A small component of a large observatory.

The Pierre Auger Cosmic Ray Observatory is already the largest cosmic-ray observatory in the world even though it is only three-quarters finished. It sprawls across more than 3,000 square kilometres of the Argentine pampas near the city of Malargüe — an area a tenth the size of Belgium. Researchers from the 15 countries collaborating on the US$50-million project hope that after its 1,600 detectors and 24 telescopes have been commissioned around the end of this year the observatory may reveal the origins of the highest-energy particles bombarding Earth from space.
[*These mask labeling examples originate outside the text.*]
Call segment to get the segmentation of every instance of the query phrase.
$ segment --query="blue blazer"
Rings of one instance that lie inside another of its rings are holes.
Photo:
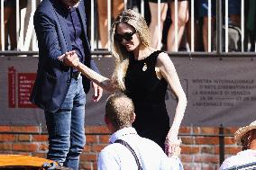
[[[39,63],[31,101],[49,112],[56,112],[63,103],[70,85],[72,71],[71,67],[64,66],[57,58],[65,52],[72,50],[72,46],[66,20],[58,13],[56,5],[59,5],[57,0],[43,0],[33,16],[38,39]],[[90,56],[83,0],[78,5],[78,15],[82,21],[84,35],[82,39],[85,49],[84,64],[98,72]],[[85,92],[87,93],[90,82],[85,76],[83,76],[83,85]]]

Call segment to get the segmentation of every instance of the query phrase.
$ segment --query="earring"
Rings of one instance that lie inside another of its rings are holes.
[[[144,63],[144,66],[142,67],[142,71],[146,71],[148,69],[148,66],[146,63]]]

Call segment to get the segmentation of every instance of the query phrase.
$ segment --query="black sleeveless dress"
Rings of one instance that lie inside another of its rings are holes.
[[[165,105],[167,81],[159,79],[155,66],[158,55],[154,51],[142,60],[132,56],[124,77],[126,91],[135,107],[136,119],[133,124],[138,134],[150,139],[164,149],[164,141],[169,130],[169,118]]]

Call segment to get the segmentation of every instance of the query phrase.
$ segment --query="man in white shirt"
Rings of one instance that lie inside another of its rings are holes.
[[[180,148],[168,157],[158,144],[137,134],[132,128],[134,119],[134,106],[127,96],[116,94],[107,99],[105,122],[113,135],[99,153],[98,170],[183,170],[178,157]],[[125,144],[116,143],[120,139]]]
[[[256,121],[248,126],[240,128],[234,133],[234,140],[242,144],[242,151],[226,158],[222,164],[220,170],[231,167],[245,169],[245,165],[251,165],[250,169],[256,169]]]

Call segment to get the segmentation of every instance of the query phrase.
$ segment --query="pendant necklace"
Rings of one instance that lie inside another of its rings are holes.
[[[144,62],[144,66],[142,67],[142,71],[146,71],[148,69],[148,66],[146,64],[146,62]]]

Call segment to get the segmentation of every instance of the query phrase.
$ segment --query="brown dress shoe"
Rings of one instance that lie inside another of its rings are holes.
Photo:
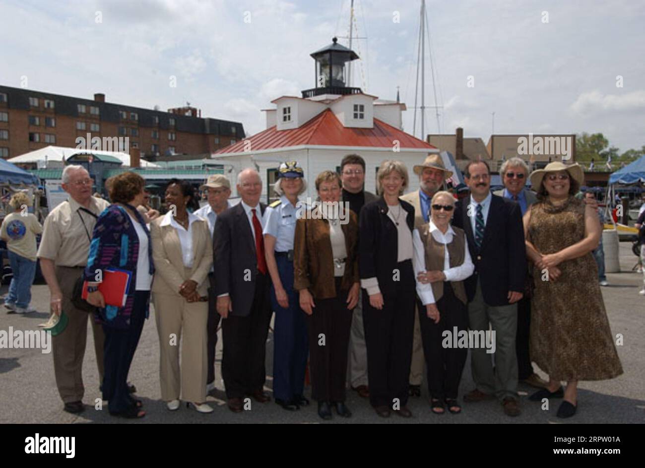
[[[520,382],[522,383],[526,383],[527,385],[534,387],[536,389],[546,389],[549,386],[548,382],[541,379],[540,376],[535,372],[530,375],[527,378],[520,380]]]
[[[401,409],[394,411],[394,414],[400,416],[401,418],[412,418],[412,412],[408,409],[407,406],[404,406]]]
[[[359,385],[358,387],[352,387],[352,389],[359,394],[359,396],[362,396],[364,398],[370,398],[370,389],[367,385]]]
[[[493,400],[494,398],[492,395],[489,395],[488,393],[484,393],[484,392],[475,389],[473,391],[466,393],[464,396],[464,401],[468,403],[478,403],[487,400]]]
[[[271,401],[271,397],[261,390],[253,392],[251,394],[251,396],[252,396],[258,403],[266,403],[267,402]]]
[[[242,404],[242,398],[229,398],[228,409],[233,412],[242,412],[244,406]]]
[[[504,414],[506,416],[519,416],[520,413],[522,412],[520,411],[520,405],[517,403],[517,400],[510,396],[504,398],[504,401],[502,402],[502,405],[504,406]]]

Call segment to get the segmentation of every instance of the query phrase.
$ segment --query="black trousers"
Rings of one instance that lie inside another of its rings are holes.
[[[419,309],[419,321],[421,326],[423,354],[428,369],[428,387],[434,398],[457,398],[461,374],[468,355],[468,348],[444,348],[444,331],[450,332],[453,343],[455,327],[457,333],[468,331],[468,309],[455,296],[450,282],[444,282],[444,294],[437,302],[439,321],[428,318],[426,306]],[[371,389],[370,389],[371,391]]]
[[[414,272],[412,260],[399,262],[399,285],[393,293],[382,293],[383,308],[374,309],[364,290],[363,325],[367,345],[370,403],[390,408],[397,398],[408,404],[410,365],[414,331]]]
[[[208,355],[208,374],[206,383],[215,382],[215,348],[217,345],[217,327],[221,318],[217,313],[217,298],[215,295],[213,273],[208,274],[210,288],[208,289],[208,321],[206,323],[206,350]]]
[[[146,305],[150,296],[150,291],[134,293],[128,328],[116,329],[108,325],[103,325],[104,376],[102,388],[103,400],[108,400],[108,409],[110,412],[125,411],[134,404],[128,390],[128,372],[143,330]]]
[[[226,397],[242,398],[261,391],[266,378],[266,337],[271,321],[269,277],[258,273],[251,313],[222,320],[222,376]],[[235,303],[233,301],[233,308]]]
[[[533,373],[529,354],[530,329],[531,300],[522,298],[517,303],[517,334],[515,336],[518,380],[527,379]]]
[[[353,311],[347,309],[348,291],[341,290],[342,278],[335,282],[336,297],[314,300],[313,313],[307,316],[312,398],[318,402],[345,401]]]

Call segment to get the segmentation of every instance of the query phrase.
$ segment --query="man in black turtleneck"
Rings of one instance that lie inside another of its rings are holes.
[[[378,199],[374,194],[363,190],[365,182],[365,160],[358,154],[348,154],[341,162],[342,181],[342,201],[358,216],[366,203]],[[361,241],[360,238],[359,242]],[[362,323],[362,296],[354,309],[350,337],[350,378],[352,388],[363,398],[370,396],[367,379],[367,348]]]

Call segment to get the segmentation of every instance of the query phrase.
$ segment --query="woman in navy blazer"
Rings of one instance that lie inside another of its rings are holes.
[[[370,402],[379,416],[409,418],[408,387],[414,327],[412,268],[414,208],[400,200],[408,170],[384,161],[377,175],[381,198],[361,210],[359,269],[363,293]]]

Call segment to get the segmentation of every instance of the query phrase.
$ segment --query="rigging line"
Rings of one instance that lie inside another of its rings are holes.
[[[425,12],[425,18],[424,18],[424,20],[426,21],[426,29],[430,30],[430,28],[428,27],[428,10],[427,10]],[[434,96],[435,96],[435,115],[437,117],[437,132],[441,134],[441,123],[439,122],[439,107],[437,107],[437,106],[439,106],[439,103],[437,101],[437,86],[436,86],[436,84],[435,83],[435,66],[434,66],[434,63],[433,63],[433,61],[432,60],[432,49],[431,45],[430,45],[430,32],[428,33],[428,54],[430,54],[430,74],[431,74],[431,75],[432,76],[432,90],[433,90],[433,93],[434,94]]]

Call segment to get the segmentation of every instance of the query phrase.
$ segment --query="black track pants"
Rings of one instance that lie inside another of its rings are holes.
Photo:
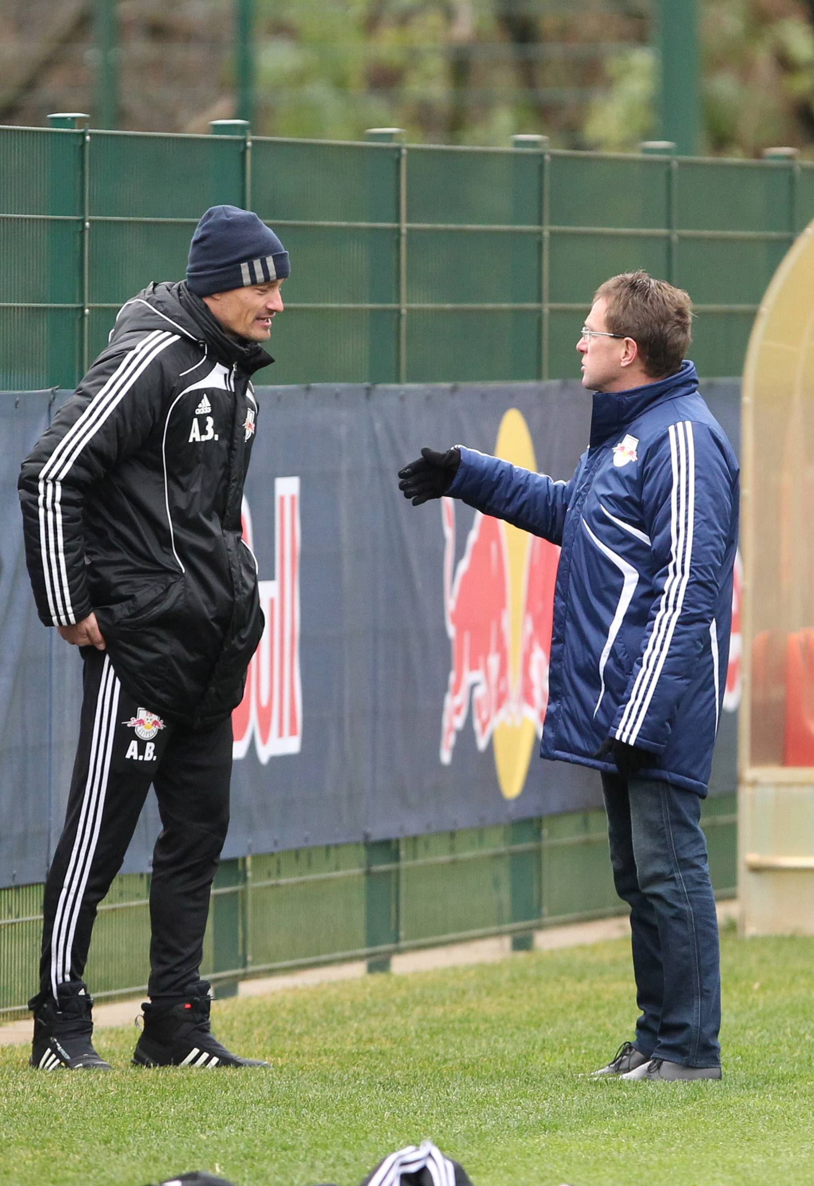
[[[68,814],[45,882],[40,993],[82,981],[96,907],[121,868],[150,784],[161,833],[153,854],[150,997],[199,978],[210,887],[229,827],[232,727],[165,723],[121,687],[104,651],[88,650]]]

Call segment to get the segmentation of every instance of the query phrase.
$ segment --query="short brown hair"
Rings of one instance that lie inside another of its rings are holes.
[[[692,301],[682,288],[646,272],[624,272],[600,285],[594,300],[602,299],[609,331],[633,338],[649,378],[680,369],[692,340]]]

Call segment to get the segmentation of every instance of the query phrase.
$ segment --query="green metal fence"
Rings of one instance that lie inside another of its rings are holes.
[[[718,897],[736,886],[736,796],[704,805]],[[88,980],[104,999],[147,983],[148,874],[120,876],[100,907]],[[36,988],[41,886],[0,890],[0,1022]],[[372,844],[224,861],[212,893],[204,975],[219,995],[246,976],[367,959],[436,943],[511,935],[622,911],[603,811],[525,820]]]
[[[63,117],[63,123],[71,122]],[[203,210],[291,253],[275,383],[557,378],[596,286],[636,267],[696,301],[693,357],[737,375],[814,216],[814,165],[512,148],[0,128],[0,385],[71,387],[121,304],[184,275]]]
[[[690,289],[693,357],[736,375],[776,263],[814,216],[814,166],[669,157],[0,128],[0,388],[71,387],[115,311],[184,274],[192,229],[251,206],[293,257],[276,383],[564,377],[596,286],[645,267]],[[735,892],[735,796],[705,805],[713,884]],[[98,996],[147,978],[148,875],[100,910]],[[0,1016],[34,987],[41,886],[0,891]],[[237,980],[530,931],[620,908],[602,812],[226,861],[204,970]]]

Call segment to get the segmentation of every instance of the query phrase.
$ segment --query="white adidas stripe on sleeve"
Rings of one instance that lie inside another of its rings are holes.
[[[76,621],[71,605],[62,521],[62,483],[82,449],[127,395],[149,364],[178,342],[164,330],[148,333],[121,362],[116,371],[90,401],[76,423],[65,433],[39,474],[39,542],[49,611],[55,625]]]

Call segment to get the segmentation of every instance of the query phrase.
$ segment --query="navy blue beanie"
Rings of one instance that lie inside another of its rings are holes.
[[[275,232],[250,210],[210,206],[190,244],[186,282],[198,296],[284,280],[291,268]]]

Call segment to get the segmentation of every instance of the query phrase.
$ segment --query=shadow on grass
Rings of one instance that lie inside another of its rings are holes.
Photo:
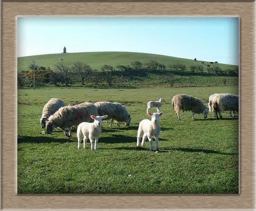
[[[74,140],[72,139],[68,139],[64,136],[61,139],[56,139],[53,137],[47,137],[46,136],[39,136],[37,137],[30,137],[29,136],[24,136],[21,138],[18,138],[18,143],[66,143],[67,142],[74,142]]]
[[[238,118],[233,118],[233,117],[230,117],[230,118],[222,118],[221,119],[217,119],[216,118],[211,118],[211,119],[209,118],[208,118],[206,119],[195,119],[195,121],[212,121],[213,120],[216,120],[216,121],[219,121],[219,120],[236,120],[238,119]]]

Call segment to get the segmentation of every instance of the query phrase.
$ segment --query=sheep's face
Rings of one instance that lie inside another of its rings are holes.
[[[159,122],[159,117],[164,114],[163,112],[160,112],[159,113],[152,113],[150,112],[147,112],[148,115],[151,117],[151,121],[154,123]]]
[[[207,118],[207,114],[208,114],[208,110],[207,109],[204,109],[203,111],[203,114],[204,115],[204,119]]]
[[[160,98],[159,99],[159,102],[160,102],[161,103],[162,103],[163,102],[164,102],[164,98]]]
[[[46,122],[45,126],[47,134],[51,134],[52,132],[53,129],[56,127],[55,124],[52,121]]]
[[[128,115],[126,121],[125,121],[125,125],[127,127],[130,126],[130,124],[131,123],[131,116],[129,114]]]
[[[104,116],[97,116],[95,117],[94,115],[91,115],[91,118],[94,120],[94,123],[97,126],[101,127],[102,125],[102,120],[108,117],[108,115]]]
[[[42,117],[40,118],[41,127],[42,128],[45,128],[45,124],[46,123],[46,122],[48,120],[48,118],[49,117],[47,116],[46,117]]]

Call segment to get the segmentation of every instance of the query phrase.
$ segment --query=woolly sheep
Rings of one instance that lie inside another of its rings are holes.
[[[237,95],[228,93],[221,93],[216,95],[212,101],[213,112],[216,113],[217,119],[219,119],[218,113],[220,119],[222,119],[221,111],[230,111],[235,118],[236,111],[238,113],[239,109],[239,99]]]
[[[157,113],[160,112],[160,107],[162,105],[162,104],[164,102],[164,98],[160,98],[158,99],[158,101],[149,101],[148,102],[147,105],[147,113],[149,111],[149,109],[154,107],[156,107],[156,110]]]
[[[77,137],[78,149],[80,148],[80,143],[83,137],[84,149],[86,147],[86,142],[89,138],[91,142],[91,149],[93,149],[93,145],[95,140],[95,144],[94,145],[94,149],[97,149],[99,138],[101,133],[101,125],[102,120],[108,117],[108,115],[102,117],[94,115],[91,115],[91,118],[94,120],[94,121],[91,123],[89,122],[82,122],[80,123],[77,127],[76,136]]]
[[[44,128],[46,122],[48,120],[50,116],[54,113],[60,108],[64,106],[64,103],[60,98],[50,99],[44,107],[42,115],[40,117],[41,128]]]
[[[68,138],[71,137],[71,128],[81,122],[93,121],[90,115],[98,115],[97,107],[93,103],[85,102],[78,105],[62,107],[50,117],[46,122],[47,133],[50,134],[53,129],[58,127],[63,129]],[[68,132],[65,130],[67,128]]]
[[[106,119],[112,118],[109,125],[110,127],[113,120],[115,120],[117,126],[117,122],[124,122],[127,126],[129,126],[131,118],[125,106],[118,103],[110,102],[98,102],[94,104],[98,108],[99,115],[106,114],[108,118]]]
[[[208,106],[209,108],[209,112],[212,112],[213,114],[213,116],[214,117],[216,117],[216,113],[215,113],[215,111],[213,111],[213,109],[212,109],[212,106],[213,105],[212,102],[214,100],[214,98],[216,97],[216,96],[219,94],[222,94],[220,93],[216,93],[215,94],[212,94],[210,96],[210,97],[209,97],[209,102],[208,103]],[[234,117],[235,116],[235,113],[236,112],[235,111],[232,111],[231,110],[230,110],[229,113],[230,114],[230,115],[231,117]]]
[[[195,120],[195,113],[202,113],[204,119],[207,117],[207,108],[199,98],[186,94],[177,94],[173,97],[172,102],[178,120],[181,120],[180,115],[181,110],[191,111],[193,121]]]
[[[161,131],[159,124],[159,117],[163,114],[164,112],[161,112],[159,113],[154,113],[152,114],[150,112],[148,112],[147,114],[151,117],[151,120],[144,119],[139,123],[137,135],[137,147],[139,147],[140,138],[142,137],[141,145],[143,147],[144,147],[146,140],[147,138],[149,142],[149,150],[152,151],[153,150],[152,142],[153,138],[154,137],[155,137],[155,149],[156,150],[158,150],[158,141]]]

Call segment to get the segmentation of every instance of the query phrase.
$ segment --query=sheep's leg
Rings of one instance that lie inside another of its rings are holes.
[[[193,112],[192,112],[191,113],[191,115],[192,115],[192,120],[193,120],[193,121],[195,121],[195,117],[194,117],[195,113],[194,113]]]
[[[179,113],[177,113],[177,116],[178,116],[178,120],[181,120],[181,115],[180,115]]]
[[[155,149],[156,151],[159,150],[158,148],[158,141],[159,138],[158,137],[155,137]]]
[[[115,122],[116,123],[116,124],[117,124],[117,126],[118,127],[119,127],[119,125],[118,125],[118,124],[117,123],[117,122],[116,120],[115,120]]]
[[[149,137],[148,136],[148,141],[149,142],[149,150],[152,151],[153,150],[153,140],[152,137]]]
[[[84,149],[86,148],[86,143],[87,142],[87,140],[88,140],[88,138],[86,136],[84,137]]]
[[[94,145],[94,149],[97,149],[98,146],[98,138],[95,138],[95,144]]]
[[[78,148],[78,149],[79,149],[81,148],[81,147],[80,146],[81,141],[82,141],[82,137],[81,137],[81,134],[80,134],[80,133],[77,133],[77,142],[78,143],[78,145],[77,145],[77,148]]]
[[[146,142],[146,140],[147,139],[147,135],[146,133],[144,133],[143,134],[143,136],[142,137],[142,141],[141,141],[141,146],[142,147],[144,147],[145,145],[145,142]]]
[[[111,125],[112,124],[112,122],[113,122],[113,120],[114,120],[114,119],[113,118],[112,118],[112,119],[111,120],[111,122],[110,122],[110,124],[109,125],[109,127],[111,128]]]
[[[91,142],[91,149],[92,150],[93,149],[93,147],[94,147],[94,139],[92,137],[89,137],[89,138]]]

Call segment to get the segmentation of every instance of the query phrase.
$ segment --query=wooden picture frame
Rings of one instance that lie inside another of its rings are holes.
[[[255,203],[254,1],[4,0],[2,6],[2,195],[3,209],[83,209],[88,210],[94,209],[253,209]],[[17,194],[17,16],[63,16],[240,18],[239,194]]]

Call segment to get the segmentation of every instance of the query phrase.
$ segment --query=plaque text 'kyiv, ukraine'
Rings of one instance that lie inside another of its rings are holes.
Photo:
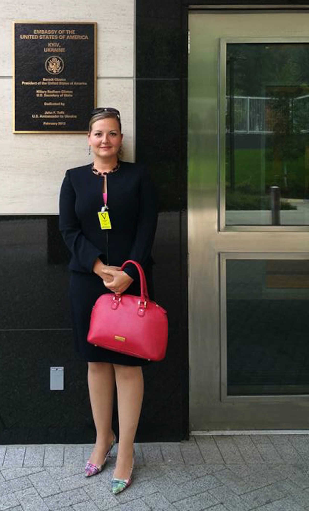
[[[86,132],[96,100],[96,24],[14,27],[14,132]]]

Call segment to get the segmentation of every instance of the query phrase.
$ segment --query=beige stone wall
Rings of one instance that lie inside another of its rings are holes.
[[[121,112],[124,157],[134,160],[134,0],[0,0],[0,214],[56,214],[67,169],[86,164],[86,136],[12,133],[12,21],[97,23],[97,105]]]

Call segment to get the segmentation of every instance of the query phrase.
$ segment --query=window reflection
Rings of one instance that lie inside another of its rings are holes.
[[[228,260],[230,396],[309,393],[309,261]]]
[[[309,225],[309,44],[228,44],[227,225]]]

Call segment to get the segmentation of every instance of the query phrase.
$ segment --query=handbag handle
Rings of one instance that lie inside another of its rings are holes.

Among the results being presented at the International Cosmic Ray Conference in Merída, Yucatán on 3–11 July are new measurements of the energy spectrum of cosmic rays. The team confirms that above a threshold energy known as the GZK cut-off the number of cosmic-ray events falls sharply. Particles that start off with energies above this threshold are expected to be slowed down by interactions with the cosmic microwave background as they travel. Cosmic rays significantly above the cut-off energies would thus have to come from relatively nearby, which would imply that they were produced by strange new physics, such as the spontaneous decay of unknown massive particles.

An experiment in Japan called the Akeno Giant Air Shower Array sparked excitement when it failed to see the cut-off in data obtained up to 2004. Since then, though, data from the High Resolution Fly's Eye — a detector in Utah — have provided evidence for the reality of the cut-off. The new Pierre Auger data seem to confirm that the cut-off is real.

If there is no new physics in the form of particle decays or other exotic effects, though, there should be plenty of new astrophysics in understanding what sort of celestial mechanism might be pumping up incoming protons to energies millions of times higher than those produced by the most powerful Earth-based accelerators. One crucial step is to identify where in the sky they are coming from. Alan Watson of the University of Leeds, UK, a spokesman for the Pierre Auger project, says that the team has identified some interesting candidate regions of the sky, but won't reveal the details until it has obtained more data. “Unless I talk in my sleep, even my wife doesn't know what these regions are,” he says.